Three opt-out paths:
# 1. Per-process env var (hot-disable for one invocation)
LINEAGE_DISABLE_TELEMETRY=1 lineage chat
# 2. Per-install (writes to lineage.toml)
lineage telemetry disable usage
# 3. Per-process for the local JSONL audit log specifically
LINEAGE_DISABLE_LOCAL_TELEMETRY=1 lineage chat
Telemetry uploads land in our own self-hosted PostHog instance
at telemetry.lineagent.ai — not PostHog Cloud, not
a third party.
FAQ#
- Why Rust?
- The Control / Execution / Capability planes need predictable latency and zero GC pauses on the hot path. Tooling is mature enough that we get these for free without paying in productivity. The TUI specifically benefits — Ratatui is extremely fast, and the streaming-tokens-into-three-panes rendering would be hard to keep tear-free in a GC'd runtime.
- Where does my data live?
- On your machine. Conversation history is JSONL under
data/conversations/. Genomes and strains are YAML/JSON underdata/. Memory is JSONL underdata/memory/. The SQLite DB is purely an index and can be rebuilt from these files vialineage rebuild-indexat any time. Files are the Source of Truth. - Is the agent autonomous? What about safety?
- The Capability Plane runs in a tiered sandbox — Wasm/WASI in
MVP, Linux namespace + seccomp + cgroups in Phase 1, MicroVM in
Phase 2. Tool policy is per-strain via genome weights:
a strain that doesn't list
cli_executein its allowlist literally cannot shell out. Browser automation goes through a dedicated Chromium profile and binds loopback-only. - What's a "genome"?
- An immutable JSON snapshot of an Agent's prompts, planner config, and tool-policy weights. Genome is content-addressed by SHA-256; editing one creates a new Agent (a child) and the old one stays archived for replay. This makes the lineage auditable: you can always answer "what changed?" by diffing parent vs child genomes.
- Linux / macOS only?
- Yes for now. Path/sandbox conventions assume POSIX (XDG dirs, flock, atomic-rename semantics). Windows lands in Phase 1 if there's demand. WSL 2 works today.
- How do I delete everything?
-
The first command deletes any uploaded events from the central PostHog and disables future uploads. Thelineage telemetry disable usage --purge rm -rf "${XDG_DATA_HOME:-$HOME/.local/share}/lineage" \ "${XDG_STATE_HOME:-$HOME/.local/state}/lineage" \ "${XDG_CONFIG_HOME:-$HOME/.config}/lineage" \ "$HOME/.local/bin/lineage"rmuses XDG defaults when the XDG variables are unset, so it removes the real local data, state, config, and binary paths. - Why not just use Claude Code / Cursor / Copilot directly?

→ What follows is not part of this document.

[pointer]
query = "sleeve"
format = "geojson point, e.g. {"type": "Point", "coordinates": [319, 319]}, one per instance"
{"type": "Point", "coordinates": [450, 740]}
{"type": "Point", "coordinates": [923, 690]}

- You can, and you should — they're great. Lineage is for when you want the agents themselves to evolve over time based on evaluation. Claude Code is a tool; a Lineage Agent is a lineage node with a fitness history. If your only need is "edit this file, fix this bug, write this test," you don't need Lineage. If you want to tune which agent personalities succeed at which tasks across weeks, and have that selection happen mechanically rather than by gut, that's where Lineage starts to pay off.